I ask him if there are any sacred cows for which he will abandon his self-imposed media monasticism. He mentions a rapper. “Future could eat a sandwich and they could take a picture of it and I’d click on it,” he says. “I feel good about waking up in the morning and being like, ‘I wonder what happened with Future today?’”

“I listen to music constantly,” he tells me. “But I’ve just lost my feel for moving pictures. When I was writing full-time, I’d watch like two movies a day sometimes. I would go see two movies a week and I had like eight or nine TV shows that I watched religiously. Like Fargo. I know Fargo is a brilliant show from everything that people have said about it. But when I think about TV, it’s: ‘You really should watch Fargo.’ And somehow it never happens. And movies too!” Friedman then admits to having seen the recent Entourage movie.

Much of the time, Friedman is busy watching children’s movies with his 4-year-old daughter. I ask him if he saw Inside Out. “It’s not like I’m the only person who thought it was brilliant,” he says.
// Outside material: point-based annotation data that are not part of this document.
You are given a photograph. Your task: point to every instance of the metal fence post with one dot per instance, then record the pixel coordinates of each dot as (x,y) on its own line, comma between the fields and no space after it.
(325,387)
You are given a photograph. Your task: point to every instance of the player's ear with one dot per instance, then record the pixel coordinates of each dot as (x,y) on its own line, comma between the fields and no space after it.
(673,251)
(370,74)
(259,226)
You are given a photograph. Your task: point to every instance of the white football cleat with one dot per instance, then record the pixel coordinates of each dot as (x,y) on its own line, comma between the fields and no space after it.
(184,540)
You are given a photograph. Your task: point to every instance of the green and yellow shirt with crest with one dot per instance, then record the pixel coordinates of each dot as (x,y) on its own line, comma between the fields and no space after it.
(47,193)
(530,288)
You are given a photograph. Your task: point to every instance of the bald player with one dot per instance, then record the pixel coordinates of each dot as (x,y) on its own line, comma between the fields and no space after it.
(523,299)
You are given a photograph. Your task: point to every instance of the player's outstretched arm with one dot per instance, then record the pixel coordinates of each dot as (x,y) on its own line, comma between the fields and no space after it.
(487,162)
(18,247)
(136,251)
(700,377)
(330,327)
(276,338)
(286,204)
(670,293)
Then, he gets lost trying to remember a critically acclaimed film he just saw. “I’m looking at The New Yorker’s best movies of the year and I’m pretty sure I saw none of these,” he reports. “Like a year ago I would have been able to make one of these lists and now I don’t even know. What have I become?”

If some of this sounds like haranguing, there’s self-reflective hand-wringing, too. “I just hope that I don’t come off as — I don’t even know,” Friedman says. He stands by his current habits as defense against the noise, but admits that something like not going to the movies as much anymore “probably has more to do with life circumstances” than conscientious objections. “I worry that reading has become a sideshow that doesn’t help you make your way through that landscape in an informed and formative way,” he concludes. Then, I wonder, if he will read this.